The literature regarding the management of thyroid cancer in transplant candidates is limited. While differentiated thyroid cancer is generally associated with favorable long-term survival and low recurrence rates, most transplant centers require either evidence of remission for at least 2–5 years or a completed oncologic workup prior to listing [4]. There is little precedent for proceeding with transplantation in the setting of an untreated, suspicious thyroid lesion. A 2024 review in the New England Journal of Medicine emphasizes a case-by-case approach in such scenarios, but does not offer specific guidance for the management of indeterminate thyroid nodules pre-transplant [1]. A review by Webb et al. (2021) notes that survival outcomes and recurrence rates in patients with thyroid cancer are not significantly affected by solid organ transplantation, indicating that the discovery of suspicious thyroid nodules during transplant evaluation should not preclude transplant listing [3]. The literature is even more limited in describing early postoperative oncologic surgery, particularly within the first week after solid organ transplant. Surgery in the immediate postoperative period following bilateral lung transplantation is generally avoided unless there is a compelling, urgent indication, with the main risks being the profound immunosuppression required to prevent graft rejection increasing the risk of surgical site and systemic infections, impaired wound healing, and elevated risk of perioperative complications such as dehiscence and poor tissue repair [5]. The decision to proceed with thyroidectomy on post-operative Day 5 was driven by concern regarding the potential for immunosuppression-induced tumour growth, an area where clinical evidence remains sparse. The impact of immunosuppression on thyroid cancer remains unclear, though studies suggest a complex relationship [6].

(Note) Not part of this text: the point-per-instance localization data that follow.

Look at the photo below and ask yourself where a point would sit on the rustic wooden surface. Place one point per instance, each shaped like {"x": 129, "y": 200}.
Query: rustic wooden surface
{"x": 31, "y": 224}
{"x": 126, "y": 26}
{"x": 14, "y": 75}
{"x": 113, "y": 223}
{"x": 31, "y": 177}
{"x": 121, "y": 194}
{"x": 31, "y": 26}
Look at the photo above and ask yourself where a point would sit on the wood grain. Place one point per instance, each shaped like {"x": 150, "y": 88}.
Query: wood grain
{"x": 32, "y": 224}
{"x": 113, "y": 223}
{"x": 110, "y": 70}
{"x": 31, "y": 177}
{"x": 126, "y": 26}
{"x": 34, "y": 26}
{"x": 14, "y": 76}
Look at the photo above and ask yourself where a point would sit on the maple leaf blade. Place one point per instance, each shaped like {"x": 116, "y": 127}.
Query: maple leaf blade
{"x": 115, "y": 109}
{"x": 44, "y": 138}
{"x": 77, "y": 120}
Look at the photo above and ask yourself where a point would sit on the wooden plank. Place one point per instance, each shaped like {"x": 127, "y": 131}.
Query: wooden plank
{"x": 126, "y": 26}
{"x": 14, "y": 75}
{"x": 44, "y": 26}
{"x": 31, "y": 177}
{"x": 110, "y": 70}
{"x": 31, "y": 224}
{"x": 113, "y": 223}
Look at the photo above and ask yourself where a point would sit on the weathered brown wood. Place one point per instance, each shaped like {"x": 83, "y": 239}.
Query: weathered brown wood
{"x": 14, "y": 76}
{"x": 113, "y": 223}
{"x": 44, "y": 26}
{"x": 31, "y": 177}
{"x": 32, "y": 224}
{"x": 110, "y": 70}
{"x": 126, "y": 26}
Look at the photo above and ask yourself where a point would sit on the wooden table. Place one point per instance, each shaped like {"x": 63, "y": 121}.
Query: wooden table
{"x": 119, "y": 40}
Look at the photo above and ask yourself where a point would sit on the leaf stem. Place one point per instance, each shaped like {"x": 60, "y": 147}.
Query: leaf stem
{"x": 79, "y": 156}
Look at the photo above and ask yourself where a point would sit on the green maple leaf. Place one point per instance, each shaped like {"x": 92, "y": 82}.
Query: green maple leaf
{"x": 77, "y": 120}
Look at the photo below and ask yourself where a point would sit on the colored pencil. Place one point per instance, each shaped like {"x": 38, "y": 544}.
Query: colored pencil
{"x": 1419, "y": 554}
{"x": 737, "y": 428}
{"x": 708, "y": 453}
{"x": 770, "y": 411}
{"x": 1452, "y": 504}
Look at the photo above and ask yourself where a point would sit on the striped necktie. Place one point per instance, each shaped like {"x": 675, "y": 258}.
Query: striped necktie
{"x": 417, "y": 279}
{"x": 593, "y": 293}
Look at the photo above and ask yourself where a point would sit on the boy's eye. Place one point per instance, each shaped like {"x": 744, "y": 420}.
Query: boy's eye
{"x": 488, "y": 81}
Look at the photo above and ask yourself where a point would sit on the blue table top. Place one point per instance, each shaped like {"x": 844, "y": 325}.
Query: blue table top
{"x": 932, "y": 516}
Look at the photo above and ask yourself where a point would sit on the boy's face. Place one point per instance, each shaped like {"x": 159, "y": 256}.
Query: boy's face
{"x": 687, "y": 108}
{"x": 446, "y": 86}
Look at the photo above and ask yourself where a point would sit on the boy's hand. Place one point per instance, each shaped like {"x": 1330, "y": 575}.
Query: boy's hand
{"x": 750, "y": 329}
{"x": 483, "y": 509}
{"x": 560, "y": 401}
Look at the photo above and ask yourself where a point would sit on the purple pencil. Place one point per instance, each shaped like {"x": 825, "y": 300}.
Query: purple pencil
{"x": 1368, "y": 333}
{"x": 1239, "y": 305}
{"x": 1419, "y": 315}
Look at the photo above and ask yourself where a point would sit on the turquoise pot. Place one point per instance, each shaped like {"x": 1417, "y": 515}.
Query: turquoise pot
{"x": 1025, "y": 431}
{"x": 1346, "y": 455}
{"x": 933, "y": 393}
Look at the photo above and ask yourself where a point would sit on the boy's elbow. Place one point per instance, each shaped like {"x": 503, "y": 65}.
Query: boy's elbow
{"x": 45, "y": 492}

This case highlights several key messages. First, it underscores the need for multidisciplinary, nuanced decision-making when transplant eligibility intersects with oncologic uncertainty. Second, it demonstrates that with careful coordination, non-transplant surgery can be safely performed in the immediate post-transplant period in select cases. Finally, it raises the question of whether existing transplant guidelines sufficiently accommodate the spectrum of oncologic risk presented by different malignancies, particularly those such as differentiated thyroid cancer that often behave indolently. While the final pathology in this case revealed a benign follicular adenoma, the decision-making framework and the timing of surgery remain clinically relevant given the high preoperative suspicion for malignancy.
This case supports the growing movement toward individualized transplant oncology assessment, while also contributing to a limited body of literature on early post-transplant non-emergent surgery. It reinforces the importance of weighing immediate survival benefits of transplantation against potential oncologic risks and may serve as a reference point for similar decisions in future multidisciplinary transplant evaluations.
Conflict of interest statement
None declared.
Funding
No funding sources were used in the preparation of this manuscript.